Another change is the reputed height of Godzilla. Here, Martin reports that he is four hundred feet tall, a height not even achieved by the massive Legendary Godzilla, or even Shin Godzlla. Whether this was done to impress American audiences, or because everything in America is bigger, or just to sound cool for the trailer, I don't know. None of the footage has changed, so Godzilla doesn't look four hundred feet tall. Likewise, the electrical wires that are set up now carry three hundred thousand volts, rather than fifty thousand.

Big. Not 400 feet big, bit still sizeable.

David Kalat writes that Steve Martin's narrative during the destruction of Tokyo improves the tension of the scene, and this is one of the few times that I disagree with him. In horror, a select few writers who will only show what is happening without commenting on it. Many feel it necessary to tell us how terrible the thing the audience is being shown is. Honda's original scene is presented without commentary, without feeling the need to tell the audience how bad the destruction is. It trusts the viewer to make that conclusion. And we do. The sequence is filmed so well that it presents something of a platonic ideal of city-wide destruction. In later years this sequence would come to symbolize utter destruction. Martin's commentary is therefore gilding the lily, telling us how to feel about things that already sufficiently conveyed on screen.

Steve tells us all about it.

The part that probably inspired the character of Steve Martin, the radio reporter speaking as Godzilla approaches, is left intact. Further, Terry Morse left in one of the most powerful scenes, that of a woman hugging her children to her amid a shower of sparks. The impact is somewhat blunted, because we do not know what she is saying to them.

Will I get residuals for originating the character?
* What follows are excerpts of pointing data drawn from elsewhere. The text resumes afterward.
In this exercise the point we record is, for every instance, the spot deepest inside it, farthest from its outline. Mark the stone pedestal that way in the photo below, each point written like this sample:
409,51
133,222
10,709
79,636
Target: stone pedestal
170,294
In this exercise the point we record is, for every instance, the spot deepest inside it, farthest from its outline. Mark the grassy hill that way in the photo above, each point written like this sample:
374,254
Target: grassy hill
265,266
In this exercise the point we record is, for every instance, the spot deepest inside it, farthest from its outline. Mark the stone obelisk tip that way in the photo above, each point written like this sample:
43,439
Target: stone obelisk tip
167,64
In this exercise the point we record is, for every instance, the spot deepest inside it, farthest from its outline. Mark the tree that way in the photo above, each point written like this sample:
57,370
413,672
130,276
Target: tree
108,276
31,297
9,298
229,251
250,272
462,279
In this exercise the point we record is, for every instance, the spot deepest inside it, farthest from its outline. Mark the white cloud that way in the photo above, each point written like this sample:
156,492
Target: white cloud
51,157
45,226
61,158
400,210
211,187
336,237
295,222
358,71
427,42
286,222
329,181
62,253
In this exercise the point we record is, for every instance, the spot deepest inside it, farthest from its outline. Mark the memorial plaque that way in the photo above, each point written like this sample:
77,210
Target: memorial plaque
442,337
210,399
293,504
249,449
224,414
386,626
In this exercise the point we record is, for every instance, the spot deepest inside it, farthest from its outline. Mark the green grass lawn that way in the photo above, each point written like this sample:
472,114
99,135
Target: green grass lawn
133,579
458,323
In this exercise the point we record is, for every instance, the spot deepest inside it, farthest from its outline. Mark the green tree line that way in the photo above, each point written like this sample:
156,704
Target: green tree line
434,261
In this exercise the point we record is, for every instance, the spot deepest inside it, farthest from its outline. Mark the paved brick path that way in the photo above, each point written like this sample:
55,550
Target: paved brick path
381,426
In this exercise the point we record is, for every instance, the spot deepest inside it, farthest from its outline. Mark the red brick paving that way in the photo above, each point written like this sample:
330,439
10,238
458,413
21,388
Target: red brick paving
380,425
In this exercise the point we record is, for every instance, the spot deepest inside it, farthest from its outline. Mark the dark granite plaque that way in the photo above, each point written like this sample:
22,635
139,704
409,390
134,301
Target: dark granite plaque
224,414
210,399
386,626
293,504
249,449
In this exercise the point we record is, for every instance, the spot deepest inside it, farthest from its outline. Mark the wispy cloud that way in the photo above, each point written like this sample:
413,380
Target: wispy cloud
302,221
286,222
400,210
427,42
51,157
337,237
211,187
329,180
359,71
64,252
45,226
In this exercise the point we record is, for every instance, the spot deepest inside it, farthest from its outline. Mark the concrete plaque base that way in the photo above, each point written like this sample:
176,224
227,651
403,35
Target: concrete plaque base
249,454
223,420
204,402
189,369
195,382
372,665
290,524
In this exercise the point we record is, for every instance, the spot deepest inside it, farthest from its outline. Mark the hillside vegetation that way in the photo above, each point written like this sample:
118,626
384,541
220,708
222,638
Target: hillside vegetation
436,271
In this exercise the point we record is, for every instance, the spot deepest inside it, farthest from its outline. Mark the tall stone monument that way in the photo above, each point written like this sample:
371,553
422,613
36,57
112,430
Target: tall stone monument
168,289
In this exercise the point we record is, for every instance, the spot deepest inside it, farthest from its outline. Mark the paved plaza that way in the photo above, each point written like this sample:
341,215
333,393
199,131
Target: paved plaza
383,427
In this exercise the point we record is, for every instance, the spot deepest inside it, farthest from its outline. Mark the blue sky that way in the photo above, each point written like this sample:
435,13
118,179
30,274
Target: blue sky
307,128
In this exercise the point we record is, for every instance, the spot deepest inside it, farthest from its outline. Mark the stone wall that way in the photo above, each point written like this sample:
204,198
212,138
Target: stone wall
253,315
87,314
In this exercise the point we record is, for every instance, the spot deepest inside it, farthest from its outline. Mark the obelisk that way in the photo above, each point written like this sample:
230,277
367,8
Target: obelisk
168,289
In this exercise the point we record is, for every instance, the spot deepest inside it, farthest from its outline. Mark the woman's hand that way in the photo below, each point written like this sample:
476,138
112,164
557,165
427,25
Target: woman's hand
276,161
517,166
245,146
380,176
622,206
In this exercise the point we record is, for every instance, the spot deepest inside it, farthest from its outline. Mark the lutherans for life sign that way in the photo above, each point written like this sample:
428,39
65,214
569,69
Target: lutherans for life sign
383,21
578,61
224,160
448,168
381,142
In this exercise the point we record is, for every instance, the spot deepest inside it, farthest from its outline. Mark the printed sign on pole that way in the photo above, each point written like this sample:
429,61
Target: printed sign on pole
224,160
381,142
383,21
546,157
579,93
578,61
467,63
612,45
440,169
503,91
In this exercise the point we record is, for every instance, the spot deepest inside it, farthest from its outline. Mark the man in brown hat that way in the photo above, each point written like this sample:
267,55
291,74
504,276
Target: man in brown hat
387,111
The film stops being a flashback sixty minutes into the eighty-two minute run time. To give Martin more plot significance, he is the one that convinces Emiko to tell Dr. Serizawa to use the Oxygen Destroyer to kill Godzilla. To do so requires a very on-the-nose back and forth between Emiko and Martin, in which Emmiko says she can stop the destruction, but she promised Dr. Serizawa she wouldn't tell. It's a clumsy piece of writing, glaring because the rest of the translation isn't bad.
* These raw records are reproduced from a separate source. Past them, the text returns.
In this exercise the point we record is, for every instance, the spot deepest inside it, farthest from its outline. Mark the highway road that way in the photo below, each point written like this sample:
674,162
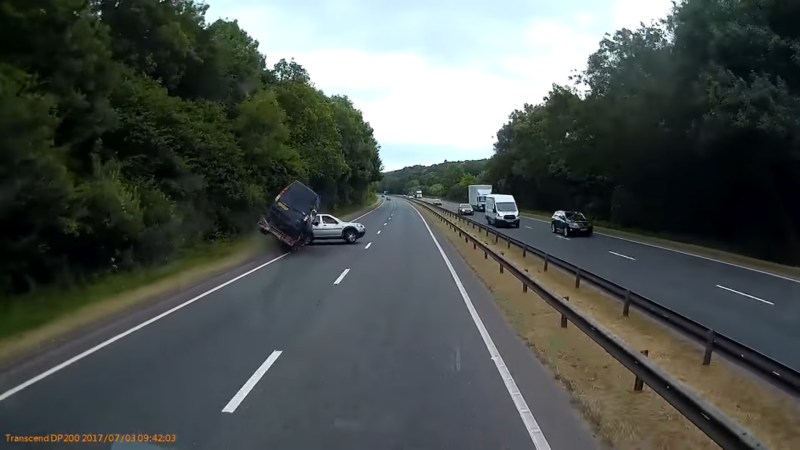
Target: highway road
385,344
758,309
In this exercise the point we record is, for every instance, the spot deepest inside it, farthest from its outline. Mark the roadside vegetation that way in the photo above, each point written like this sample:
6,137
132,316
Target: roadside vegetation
50,315
136,136
601,387
689,127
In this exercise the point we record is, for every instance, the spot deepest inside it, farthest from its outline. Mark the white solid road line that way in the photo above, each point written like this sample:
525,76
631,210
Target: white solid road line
341,277
746,295
110,341
621,255
534,431
251,382
695,255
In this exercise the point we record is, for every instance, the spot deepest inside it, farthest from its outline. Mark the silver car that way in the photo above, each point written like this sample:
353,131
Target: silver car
328,227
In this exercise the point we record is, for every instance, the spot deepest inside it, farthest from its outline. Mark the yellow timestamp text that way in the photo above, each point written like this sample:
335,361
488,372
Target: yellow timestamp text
90,438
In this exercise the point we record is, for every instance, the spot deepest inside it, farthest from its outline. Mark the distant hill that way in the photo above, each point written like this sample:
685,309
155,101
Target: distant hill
448,179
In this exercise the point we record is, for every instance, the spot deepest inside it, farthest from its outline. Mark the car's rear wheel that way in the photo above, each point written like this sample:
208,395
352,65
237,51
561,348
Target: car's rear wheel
350,236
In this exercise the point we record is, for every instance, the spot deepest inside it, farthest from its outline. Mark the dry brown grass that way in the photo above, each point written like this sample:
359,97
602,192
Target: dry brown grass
603,387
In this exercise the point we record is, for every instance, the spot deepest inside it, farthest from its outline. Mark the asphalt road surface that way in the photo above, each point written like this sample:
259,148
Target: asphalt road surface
390,343
758,309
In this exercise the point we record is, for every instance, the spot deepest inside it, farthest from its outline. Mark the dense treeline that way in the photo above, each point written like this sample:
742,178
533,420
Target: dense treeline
132,129
447,180
689,126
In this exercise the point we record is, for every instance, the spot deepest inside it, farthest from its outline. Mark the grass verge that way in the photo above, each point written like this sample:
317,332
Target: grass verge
602,387
29,322
673,243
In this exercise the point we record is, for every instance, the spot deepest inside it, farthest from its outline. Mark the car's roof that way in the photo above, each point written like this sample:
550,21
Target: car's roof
501,197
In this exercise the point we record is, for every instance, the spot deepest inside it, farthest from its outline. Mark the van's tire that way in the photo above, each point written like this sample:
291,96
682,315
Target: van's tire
350,236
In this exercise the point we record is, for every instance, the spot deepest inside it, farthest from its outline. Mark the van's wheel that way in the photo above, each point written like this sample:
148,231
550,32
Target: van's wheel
350,236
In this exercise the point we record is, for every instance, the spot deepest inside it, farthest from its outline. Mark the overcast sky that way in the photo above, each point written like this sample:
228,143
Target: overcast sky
436,80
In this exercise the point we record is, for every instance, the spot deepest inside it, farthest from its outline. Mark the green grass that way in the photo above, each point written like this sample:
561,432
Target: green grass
25,312
29,320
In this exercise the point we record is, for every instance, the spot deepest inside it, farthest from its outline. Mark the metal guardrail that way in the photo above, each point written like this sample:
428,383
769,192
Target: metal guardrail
708,418
753,360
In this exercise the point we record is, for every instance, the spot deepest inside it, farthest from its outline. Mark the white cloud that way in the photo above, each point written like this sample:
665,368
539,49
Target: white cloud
414,100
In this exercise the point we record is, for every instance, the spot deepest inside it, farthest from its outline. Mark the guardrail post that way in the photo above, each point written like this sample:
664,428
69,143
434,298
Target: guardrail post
709,347
638,383
627,305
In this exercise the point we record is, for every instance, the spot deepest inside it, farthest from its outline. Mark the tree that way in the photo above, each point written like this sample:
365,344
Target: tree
134,131
696,116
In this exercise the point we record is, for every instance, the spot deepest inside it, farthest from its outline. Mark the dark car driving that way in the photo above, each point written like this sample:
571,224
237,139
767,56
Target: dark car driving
569,223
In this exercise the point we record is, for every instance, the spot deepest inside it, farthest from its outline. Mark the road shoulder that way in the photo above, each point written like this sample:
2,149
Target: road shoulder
562,424
92,323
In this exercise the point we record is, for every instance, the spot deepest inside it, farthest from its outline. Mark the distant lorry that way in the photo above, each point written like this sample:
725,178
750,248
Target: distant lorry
477,195
291,215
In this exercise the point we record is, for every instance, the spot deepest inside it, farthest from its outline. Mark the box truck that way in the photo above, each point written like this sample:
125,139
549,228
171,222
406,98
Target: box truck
477,195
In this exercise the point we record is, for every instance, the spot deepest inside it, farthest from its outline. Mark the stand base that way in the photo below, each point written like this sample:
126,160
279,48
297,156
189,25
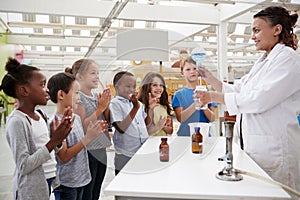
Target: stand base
229,175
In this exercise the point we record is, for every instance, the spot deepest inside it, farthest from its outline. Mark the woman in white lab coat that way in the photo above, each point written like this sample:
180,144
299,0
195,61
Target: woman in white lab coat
268,98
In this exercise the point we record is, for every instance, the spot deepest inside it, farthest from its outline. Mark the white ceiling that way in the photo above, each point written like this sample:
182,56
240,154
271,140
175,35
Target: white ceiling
53,34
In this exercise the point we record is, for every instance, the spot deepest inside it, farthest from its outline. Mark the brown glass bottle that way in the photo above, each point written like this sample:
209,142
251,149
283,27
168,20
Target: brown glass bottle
164,150
197,141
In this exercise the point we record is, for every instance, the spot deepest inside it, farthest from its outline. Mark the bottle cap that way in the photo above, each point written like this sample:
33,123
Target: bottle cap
197,128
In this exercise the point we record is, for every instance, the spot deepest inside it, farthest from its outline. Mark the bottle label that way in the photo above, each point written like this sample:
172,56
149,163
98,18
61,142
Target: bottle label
164,154
196,147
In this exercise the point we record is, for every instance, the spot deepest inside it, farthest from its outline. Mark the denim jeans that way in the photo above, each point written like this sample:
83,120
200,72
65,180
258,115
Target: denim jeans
69,193
97,164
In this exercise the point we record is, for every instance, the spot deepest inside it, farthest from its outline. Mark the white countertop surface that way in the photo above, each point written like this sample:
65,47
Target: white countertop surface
188,175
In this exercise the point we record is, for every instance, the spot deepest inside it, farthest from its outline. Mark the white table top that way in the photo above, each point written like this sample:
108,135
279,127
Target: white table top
188,175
There's another subtle difference in Serizawa's attitude that s also very telling. Here, he doesn't want the Oxygen Destroyer to fall into the wrong hands. In the Japanese version, any hands are in the wrong ones. This represents, among other things, the difference in the experience of Japan and America during World War II.

What's particularly strange about the ending is not that Dr. Yamane doesn't talk about the dangers of nuclear testing. But the rest of that removed speech conjured the possibility of a second Godzilla. Godzilla Raids Again had already been made when Godzilla: King of the Monsters appeared in the US. But film producers didn't often think of foreign franchises back then.

Big. Not 400 feet big, bit still sizeable.

Whatever I think of the modification of Godzilla, King of the Monsters, Raymond Burr was proud to have played the character, and returned to play the same character again in the American version of The Return of Godzilla. Ultimately, however, the film's greatest failing is the voice-over. Rather than trusting the audience to draw their own conclusion about what was happening on-screen, Martin spells everything out, at length, sometimes repeating himself. That said, without the dub, the markets would not have sprung up to watch Godzilla in subtitled form. We first caught dubbed versions of Godzilla films flipping through the move channels. Without Godzilla, King of the Monsters, Godzilla likely would not have caught on in America, as I think world culture would have been poorer for it. I likely won't watch it again for fun, since the unadulterated version is easily available to me, and I have no nostalgic memory of this version.

Why suddenly write this? Because next up is the 1977 Luigi Cozzi Godzilla, which is derived from Godzilla: King of the Monsters. And it'll be impossible to understand one without understanding the other.